Il marketing non basta più, il lusso è noioso: Gucci cambia ancora

Il marketing non basta più, il lusso è noioso: Gucci cambia ancora

Il coronavirus è stato un colpo capace di trasformare le abitudini profonde delle persone. Ma non c’è solo questo. Ad ascoltare Alessandro Michele, certi standard dell’alta moda erano diventati noiosi, mentre il pubblico più giovane sfugge ai vecchi arnesi del marketing. Per questo Gucci cambia ancora: parlando con El País Semanal, lo stilista spiega le sue scelte recenti e la sua visione futura. Per il brand ammiraglio di casa Kering, nulla è più come prima. Né tornerà ad esserlo.

Gucci cambia ancora

Il primo passo è stato L’Epilogo di Gucci, pubblicato in estate. Poi è arrivata l’Ouverture of Something that never ended. La rivoluzione di Alessandro Michele (nel riquadro, foto Shutterstock) si è basata su veri e propri manifesti programmatici. E sul dialogo con il CEO della griffe. “Ho parlato in modo molto onesto con Marco Bizzarri e abbiamo deciso di proseguire il nostro percorso in un modo differente – racconta –. Ripetere le stesse formule di sempre è la scelta più facile, ma non è la più sicura. Perché diventa noioso per te, per i tuoi clienti e anche per i giornalisti. Non vogliamo annoiarci. Mai più. La moda è interessante proprio perché non conosce una ricetta fissa”. Il cambio di passo di Gucci ha previsto un nuovo calendario delle presentazioni, nonché la riduzione stessa delle collezioni. “Non dico che voglio fare di meno – chiarisce Michele –, perché sono ossessionato dal creare. Ma voglio uscire in un modo diverso. Le persone sono pronte, perché si sono stancate di seguire un programma così prevedibile come la moda.
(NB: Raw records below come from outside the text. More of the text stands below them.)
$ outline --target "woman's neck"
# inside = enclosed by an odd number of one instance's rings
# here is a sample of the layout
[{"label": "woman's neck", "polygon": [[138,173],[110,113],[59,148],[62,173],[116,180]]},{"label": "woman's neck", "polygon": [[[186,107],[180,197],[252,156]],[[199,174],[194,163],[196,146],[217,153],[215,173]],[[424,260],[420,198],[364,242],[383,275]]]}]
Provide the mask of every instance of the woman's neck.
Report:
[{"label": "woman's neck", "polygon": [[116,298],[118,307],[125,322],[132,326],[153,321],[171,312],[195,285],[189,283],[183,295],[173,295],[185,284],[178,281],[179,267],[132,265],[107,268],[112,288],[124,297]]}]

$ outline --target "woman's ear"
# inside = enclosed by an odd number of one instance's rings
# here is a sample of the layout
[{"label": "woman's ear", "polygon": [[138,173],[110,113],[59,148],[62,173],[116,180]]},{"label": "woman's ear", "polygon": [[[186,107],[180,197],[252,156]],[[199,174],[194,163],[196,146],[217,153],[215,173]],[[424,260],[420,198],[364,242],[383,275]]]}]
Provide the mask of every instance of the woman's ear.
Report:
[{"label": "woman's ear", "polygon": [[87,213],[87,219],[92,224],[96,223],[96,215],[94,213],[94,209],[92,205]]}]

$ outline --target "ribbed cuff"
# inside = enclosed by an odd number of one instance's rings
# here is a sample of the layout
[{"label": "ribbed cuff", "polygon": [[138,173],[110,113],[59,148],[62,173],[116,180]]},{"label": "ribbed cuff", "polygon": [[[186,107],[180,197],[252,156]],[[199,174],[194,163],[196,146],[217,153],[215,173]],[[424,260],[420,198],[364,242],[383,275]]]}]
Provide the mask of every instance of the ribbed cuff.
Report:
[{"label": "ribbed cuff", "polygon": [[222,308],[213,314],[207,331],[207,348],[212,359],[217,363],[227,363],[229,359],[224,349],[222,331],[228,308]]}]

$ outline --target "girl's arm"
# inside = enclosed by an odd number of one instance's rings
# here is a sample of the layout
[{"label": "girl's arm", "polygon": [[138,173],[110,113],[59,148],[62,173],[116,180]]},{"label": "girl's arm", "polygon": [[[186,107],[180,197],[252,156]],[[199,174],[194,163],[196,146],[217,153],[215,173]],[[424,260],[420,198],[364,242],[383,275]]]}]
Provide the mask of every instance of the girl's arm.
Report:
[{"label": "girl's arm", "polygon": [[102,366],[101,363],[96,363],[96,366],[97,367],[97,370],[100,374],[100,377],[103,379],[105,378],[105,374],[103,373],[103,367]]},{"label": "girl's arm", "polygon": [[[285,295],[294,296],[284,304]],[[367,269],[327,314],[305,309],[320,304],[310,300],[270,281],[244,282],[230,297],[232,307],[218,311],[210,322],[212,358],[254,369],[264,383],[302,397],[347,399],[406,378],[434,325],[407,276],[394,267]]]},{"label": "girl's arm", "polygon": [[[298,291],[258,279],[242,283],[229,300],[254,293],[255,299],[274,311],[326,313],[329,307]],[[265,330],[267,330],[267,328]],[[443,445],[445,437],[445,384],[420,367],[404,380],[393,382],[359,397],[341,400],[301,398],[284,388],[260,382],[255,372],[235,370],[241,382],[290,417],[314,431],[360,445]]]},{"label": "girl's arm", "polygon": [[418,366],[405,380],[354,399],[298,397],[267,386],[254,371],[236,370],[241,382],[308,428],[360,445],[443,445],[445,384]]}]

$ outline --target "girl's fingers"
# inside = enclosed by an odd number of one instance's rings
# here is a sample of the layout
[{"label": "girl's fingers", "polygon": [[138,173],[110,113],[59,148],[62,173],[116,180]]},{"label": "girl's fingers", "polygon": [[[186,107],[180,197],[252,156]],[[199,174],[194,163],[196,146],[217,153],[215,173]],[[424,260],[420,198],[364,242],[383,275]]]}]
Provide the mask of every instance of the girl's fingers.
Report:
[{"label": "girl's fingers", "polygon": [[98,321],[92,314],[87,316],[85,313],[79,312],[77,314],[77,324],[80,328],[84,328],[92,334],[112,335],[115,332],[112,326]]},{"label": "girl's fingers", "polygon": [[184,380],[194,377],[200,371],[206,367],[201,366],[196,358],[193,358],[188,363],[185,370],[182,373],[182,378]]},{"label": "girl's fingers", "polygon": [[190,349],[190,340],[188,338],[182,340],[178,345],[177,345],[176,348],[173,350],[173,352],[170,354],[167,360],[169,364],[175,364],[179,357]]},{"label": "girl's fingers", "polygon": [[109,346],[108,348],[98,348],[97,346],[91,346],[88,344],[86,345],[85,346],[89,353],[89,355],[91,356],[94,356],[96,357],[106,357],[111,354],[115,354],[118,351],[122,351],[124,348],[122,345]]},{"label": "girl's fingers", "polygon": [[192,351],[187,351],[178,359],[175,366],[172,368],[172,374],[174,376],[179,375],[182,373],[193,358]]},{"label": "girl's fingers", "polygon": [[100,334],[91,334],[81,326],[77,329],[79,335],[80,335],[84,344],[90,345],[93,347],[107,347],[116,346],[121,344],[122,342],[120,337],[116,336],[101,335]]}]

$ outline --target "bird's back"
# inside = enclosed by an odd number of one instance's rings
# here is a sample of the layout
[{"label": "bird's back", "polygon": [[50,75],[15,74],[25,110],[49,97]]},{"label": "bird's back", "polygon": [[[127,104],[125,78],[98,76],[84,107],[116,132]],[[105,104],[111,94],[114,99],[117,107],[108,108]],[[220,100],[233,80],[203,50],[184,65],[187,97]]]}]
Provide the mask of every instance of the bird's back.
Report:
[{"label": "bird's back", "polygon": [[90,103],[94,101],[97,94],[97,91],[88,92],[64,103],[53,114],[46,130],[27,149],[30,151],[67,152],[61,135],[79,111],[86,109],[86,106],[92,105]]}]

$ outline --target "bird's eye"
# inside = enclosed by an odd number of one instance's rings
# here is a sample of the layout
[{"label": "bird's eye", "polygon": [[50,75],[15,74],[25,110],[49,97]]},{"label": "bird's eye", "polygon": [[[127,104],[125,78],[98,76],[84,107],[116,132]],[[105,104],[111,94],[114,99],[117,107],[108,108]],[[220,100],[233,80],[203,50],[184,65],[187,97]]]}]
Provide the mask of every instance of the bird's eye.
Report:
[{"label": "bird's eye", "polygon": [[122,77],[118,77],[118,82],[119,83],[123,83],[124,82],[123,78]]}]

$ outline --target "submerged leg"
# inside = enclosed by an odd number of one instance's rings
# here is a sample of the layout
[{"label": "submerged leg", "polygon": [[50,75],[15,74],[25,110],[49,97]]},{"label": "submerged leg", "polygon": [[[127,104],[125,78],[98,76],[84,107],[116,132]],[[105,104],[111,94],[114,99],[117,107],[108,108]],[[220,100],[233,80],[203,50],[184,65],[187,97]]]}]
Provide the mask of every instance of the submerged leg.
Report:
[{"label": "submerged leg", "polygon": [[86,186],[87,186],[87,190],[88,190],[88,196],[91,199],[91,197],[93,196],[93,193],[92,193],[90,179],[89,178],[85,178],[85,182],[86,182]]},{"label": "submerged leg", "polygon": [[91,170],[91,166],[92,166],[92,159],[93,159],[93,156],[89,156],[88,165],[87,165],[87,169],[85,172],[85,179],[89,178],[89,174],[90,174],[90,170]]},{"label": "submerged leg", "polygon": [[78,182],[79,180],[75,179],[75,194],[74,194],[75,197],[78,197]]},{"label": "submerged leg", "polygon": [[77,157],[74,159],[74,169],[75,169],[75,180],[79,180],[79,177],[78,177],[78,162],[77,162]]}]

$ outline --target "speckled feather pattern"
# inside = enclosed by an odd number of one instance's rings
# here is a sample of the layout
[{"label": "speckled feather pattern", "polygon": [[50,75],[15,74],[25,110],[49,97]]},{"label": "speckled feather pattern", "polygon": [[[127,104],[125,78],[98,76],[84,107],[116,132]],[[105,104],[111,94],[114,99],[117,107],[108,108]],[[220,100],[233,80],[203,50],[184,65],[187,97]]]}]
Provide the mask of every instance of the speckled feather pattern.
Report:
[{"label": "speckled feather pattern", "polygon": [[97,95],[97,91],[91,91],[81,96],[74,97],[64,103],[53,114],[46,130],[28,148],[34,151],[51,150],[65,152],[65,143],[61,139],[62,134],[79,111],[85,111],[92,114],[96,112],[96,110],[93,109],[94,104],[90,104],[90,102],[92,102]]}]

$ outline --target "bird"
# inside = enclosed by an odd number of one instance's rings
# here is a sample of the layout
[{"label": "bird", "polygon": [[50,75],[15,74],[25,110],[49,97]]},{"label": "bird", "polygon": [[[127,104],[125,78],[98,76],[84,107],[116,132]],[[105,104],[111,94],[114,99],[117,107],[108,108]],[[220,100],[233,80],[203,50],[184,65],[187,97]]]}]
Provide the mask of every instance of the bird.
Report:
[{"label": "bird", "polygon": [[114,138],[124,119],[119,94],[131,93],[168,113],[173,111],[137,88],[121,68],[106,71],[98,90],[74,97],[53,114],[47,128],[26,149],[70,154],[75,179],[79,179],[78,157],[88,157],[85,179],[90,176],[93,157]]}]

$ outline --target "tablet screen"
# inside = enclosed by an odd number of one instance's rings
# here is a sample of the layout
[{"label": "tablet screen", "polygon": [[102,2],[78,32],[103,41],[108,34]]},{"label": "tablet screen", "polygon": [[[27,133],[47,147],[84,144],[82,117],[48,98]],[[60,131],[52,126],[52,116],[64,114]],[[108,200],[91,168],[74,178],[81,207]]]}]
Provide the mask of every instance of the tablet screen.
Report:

Qualcosa è cambiato per sempre dentro di noi. Non torneremo mai più dove eravamo. È una nuova era. Come un dopoguerra, perché la pandemia è stata come una guerra”.

I livelli di produzione

Proporre meno collezioni, vuol dire anche produrre meno. Secondo Michele, è ora di riallinearsi con la domanda: uscite tanto frenetiche destinate a finire in breve in offerta non hanno più senso. “Quando vedo prodotti molto scontati, venduti quasi per niente, penso che sia una vecchia formula. Viviamo in un’epoca in cui dovremmo voler evitare gli sprechi – è l’opinione dello stilista –. Non ha senso riempire i negozi con un milione di cose e poi abbassare il prezzo perché altrimenti non si vendono”. Gucci ha già deciso di tagliare la scontistica: “Il nostro merchandising funziona molto bene perché rispettiamo il mercato. Se non dai tu valore al tuo prodotto, non lo farà nessuno – continua – . Per di più se oggi compri qualcosa e tra un mese lo metto in saldo con il 50% di sconto, è come se ti stessi derubando”. Si tratta, a suo dire, anche di una forma di rispetto per la catena del valore. Le svendite sono “ingiuste anche nei confronti della filiera. Una borsa è una borsa: dopo quattro mesi non si è dimezzata”. Perché dovrebbe farlo il prezzo?

Il rapporto coi giovani

Le questioni si compenetrano. Se non c’è più bisogno di un frenetico programma di capsule, se non bisogna affollare i negozi di merce che rischia di rimanere invenduta, dipende anche dal cambio di paradigma nel rapporto tra griffe e cliente. “Negli ultimi 15 o 20 anni ci hanno convinto che il marketing fosse la priorità. Posso venderti quello che voglio, dicevano – spiega –. Fortunatamente, non è più vero. Non compreremmo, me compreso, tutti i prodotti che ci sbattono faccia. Il tempo del modello su una sedia con una borsa è finito”. Soprattutto per la Gen Z, che guarda al mondo con occhi completamente diversi. “Non è che siano coraggiosi: semplicemente non hanno paura di essere chi sono. Rappresentano un nuovo capitolo della storia – conclude Michele –. I marchi che cercano di manipolarli attraverso il marketing sbagliano. Il marketing deve inseguire la creatività, non il contrario: in quel caso sei morto”.